На этот раз тротуар перед домом был окончательно пуст. Зайцев, очевидно, дождался-таки своих курочек. Иван Дмитриевич поднялся к себе на третий этаж, послушал под дверью. Тишина. Он прокрался по коридору, заглянул в спальню. Жена, конечно же, не спала, растравляя себя застарелыми обидами, но притворялась, что спит. Он, дескать, до того ее довел, что стала бесчувственной: его нет, а она спит себе.
Иван Дмитриевич стоял, раздумывая, как быть, то ли притвориться, будто верит ей, то ли показать, что не верит. Как-то плохо соображалось, что в данный момент для нее приятнее.

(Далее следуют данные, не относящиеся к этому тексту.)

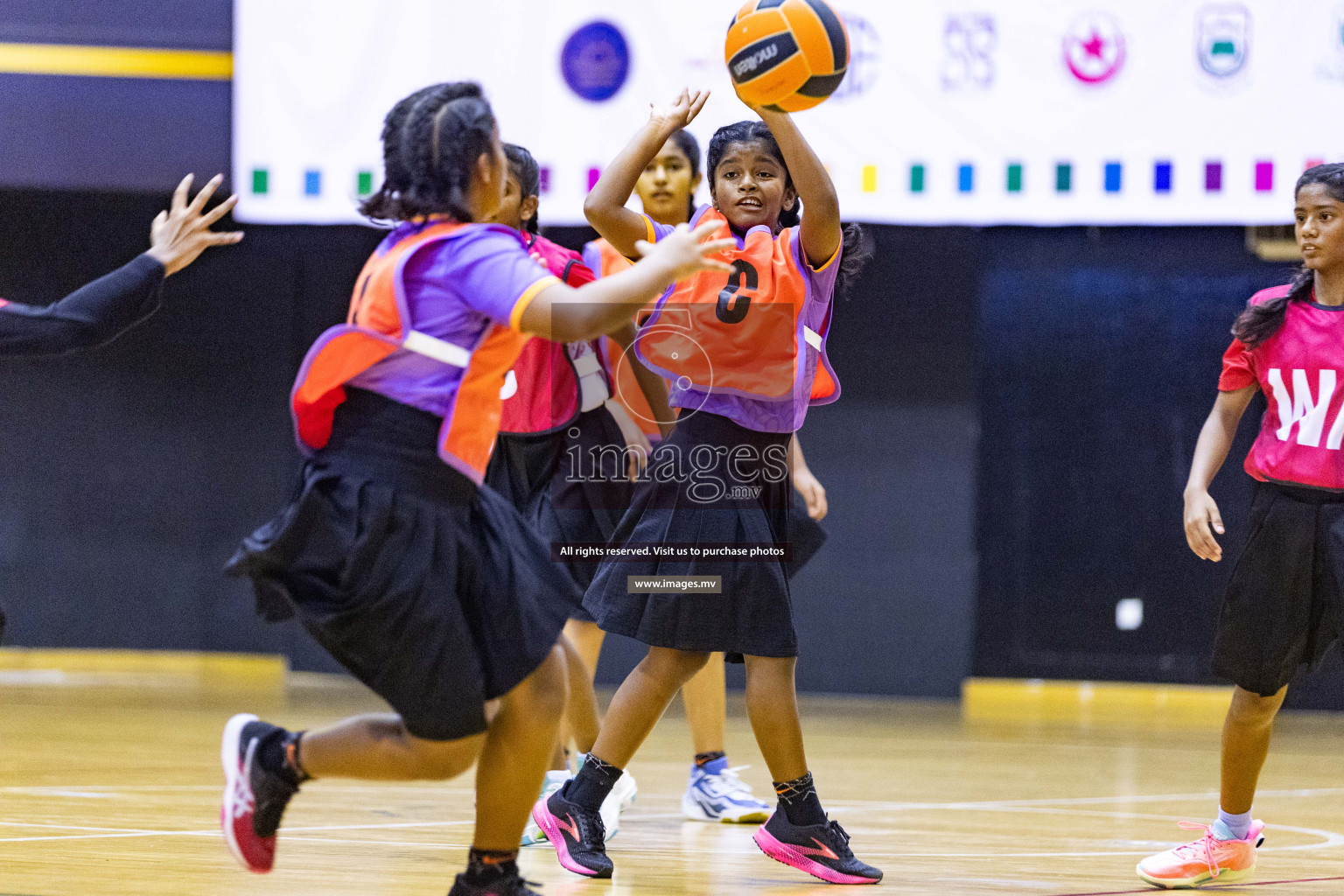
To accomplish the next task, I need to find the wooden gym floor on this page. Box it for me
[0,669,1344,896]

Жена, видимо, тоже размышляла, не перестаралась ли, изображая полнейшее равнодушие к тому, что мужа за полночь нет дома. Она шевельнулась и слабо застонала как бы во сне. Тем самым ему давалось понять, что спит она вовсе не так уж безмятежно, как кажется, и даже отчасти будет рада, если кто-нибудь чуткий догадается ее разбудить, чтобы избавить от мучительного ночного кошмара. Жена сделала первый шаг, теперь очередь была за Иваном Дмитриевичем. Но при мысли о том, сколько еще шагов предстоит сделать, прежде чем позволено будет забраться к ней в постель, им овладела тоска. Он ограничился виноватым вздохом, призванным утешить ее самолюбие, и отправился в свою конуру. Выяснять отношения не было ни желания, ни сил.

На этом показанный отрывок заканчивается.